Our internal ecology

According to a recent estimate, if you sample enough humans’ intestines, almost 40,000 types of microbe can be found. Any individual may have 100 trillion individual micro-organisms in one or two thousand taxonomic groups. How does the microbiome maintain such diversity?

One model to explain the enormous variety borrows from studies of larger ecosystems. A well-known theory in ecology, nonequilibrium coexistence of competitors, suggests that as an environment fluctuates, different species gain an edge over neighbors — but their ascendance rarely lasts long.

Leyuan Li

Macro- and microecosystems may have more in common than we might think.

Intestinal nutrients fluctuate as the human host eats and excretes, in time with the physiology of sleep–wake cycles, and along the length of the gut. A layer of mucus that protects host cells from commensal microbes introduces new oligosaccharides as a fuel source and also separates microbial communities into mucosal and luminal niches. As conditions change, species in the microbiome shift in abundance and jockey for survival, and the constantly changing competitive edge keeps the ecosystem diverse.

According to University of Ottawa postdoctoral fellow Leyuan Li, the time is ripe for microbiome studies to apply population modeling and systems dynamics from macroecology to this more intimate ecosystem.

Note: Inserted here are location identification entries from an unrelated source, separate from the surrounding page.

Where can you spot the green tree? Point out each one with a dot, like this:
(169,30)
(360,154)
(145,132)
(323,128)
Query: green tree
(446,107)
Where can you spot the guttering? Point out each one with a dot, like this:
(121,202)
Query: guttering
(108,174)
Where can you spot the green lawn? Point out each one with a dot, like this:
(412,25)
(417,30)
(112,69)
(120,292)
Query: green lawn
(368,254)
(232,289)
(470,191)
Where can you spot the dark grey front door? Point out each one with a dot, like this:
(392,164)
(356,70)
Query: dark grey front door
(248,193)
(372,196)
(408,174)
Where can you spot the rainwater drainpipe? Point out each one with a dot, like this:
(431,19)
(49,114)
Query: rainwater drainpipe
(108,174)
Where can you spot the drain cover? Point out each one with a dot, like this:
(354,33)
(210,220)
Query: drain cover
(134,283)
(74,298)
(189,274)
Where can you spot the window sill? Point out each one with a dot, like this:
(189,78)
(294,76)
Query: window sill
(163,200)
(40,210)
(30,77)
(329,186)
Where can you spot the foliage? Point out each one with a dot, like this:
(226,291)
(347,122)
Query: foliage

“Most of the time we study the gut microbiome as a whole: We sequence one sample as if it were representative of our whole gut,” said Li. “The gut is actually a heterogeneous system … so we need to start thinking about the gut microbiome like a rainforest.”

Li, who conducted her Ph.D. studies building artificial ecosystems, now studies gut microbiome dynamics in health and diseases such as inflammatory bowel disease in the lab of Ottawa professor Daniel Figeys. In a recent review in the journal Molecular & Cellular Proteomics, the pair offer an introduction to microbiome ecology.

The review highlights the potential for metaproteomics, which characterizes the proteins of whole communities of microbes, to describe microbial function. Most microbiome studies use metagenomics, ribosomal RNA sequencing of the mixed population of a microbial community, to identify the bacteria, fungi and archaea that are present. Li thinks metaproteomics also may help researchers road-test increasingly popular ex vivo experimental models of the microbiome to make sure they match up to the real thing.

“Using metagenomics, you know who are there and what they can do,” Li said. “With metaproteomics you know who are there and what they are doing.”